Columbia researchers identify early
brain marker for familial form of depression
Findings from one of the largest-ever
imaging studies of depression indicate that a structural difference in the brain – a
thinning of the right hemisphere – appears to be linked to a higher risk for
depression, according to new research at Columbia University Medical Center and the New
York State Psychiatric Institute. The research was led by Myrna Weissman, Ph.D., professor
of epidemiology in psychiatry, Columbia University College of Physicians and Surgeons, and
director of the Division of Epidemiology at the New York State Psychiatric Institute, and
co-senior author of the study, and Bradley Peterson, M.D., director of Child &
Adolescent Psychiatry and director of MRI Research in the Department of Psychiatry at
Columbia University Medical Center and the New York State Psychiatric Institute, and first
author of the study. Published in the upcoming early online edition of the Proceedings of
the National Academy of Sciences (PNAS), the researchers found that people at high risk of
developing depression had a 28 percent thinning of the right cortex, the brain's outermost
surface, compared to people with no known risk. The drastic reduction surprised
researchers, which they say is on par with the loss of brain matter typically observed in
persons with Alzheimer's disease and schizophrenia. "The difference was so great that
at first we almost didn't believe it. But we checked and re-checked all of our data, and
we looked for all possible alternative explanations, and still the difference was
there," said Dr. Peterson. Dr. Peterson says the thinner cortex may increase the risk
of developing depression by disrupting a person's ability to pay attention to, and
interpret, social and emotional cues from other people. Additional tests measured each
person's level of inattention to and memory for such cues. The less brain material a
person had in the right cortex, the worse they performed on the attention and memory
tests. The study compared the thickness of the cortex by imaging the brains of 131
subjects, aged 6 to 54 years-old, with and without a family history of depression.
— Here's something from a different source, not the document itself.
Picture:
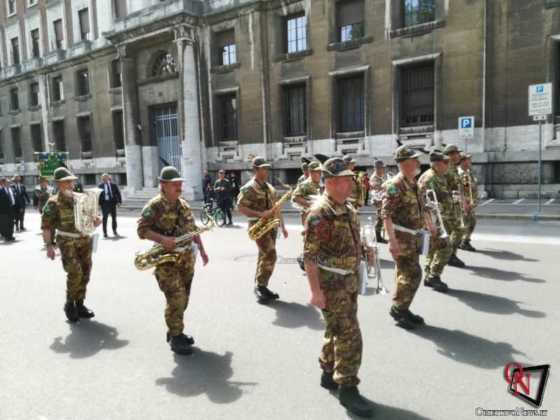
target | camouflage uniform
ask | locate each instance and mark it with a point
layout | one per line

Structural differences were observed in the biological offspring of depressed subjects but
were not found in the biological offspring of those who were not depressed. One of the
goals of the study was to determine whether structural abnormalities in the brain
predispose people to depression or are a cause of the illness. Dr. Peterson said,
"Because previous biological studies only focused on a relatively small number of
individuals who already suffered from depression, their findings were unable to tease out
whether those differences represented the causes of depressive illness, or a
consequence." The study found that thinning on the right side of brain did not
correlate with actual depression, only an increased risk for the illness. It was subjects
who exhibited an additional reduction in brain matter on the left side, who went on to
develop depression or anxiety. "Our findings suggest rather strongly that if you have
thinning in the right hemisphere of the brain, you may be predisposed to depression and
may also have some cognitive and inattention issues. The more thinning you have, the
greater the cognitive problems. If you have additional thinning in the same region of the
left hemisphere, that seems to tip you over from having a vulnerability to developing
symptoms of an overt illness," said Dr. Peterson.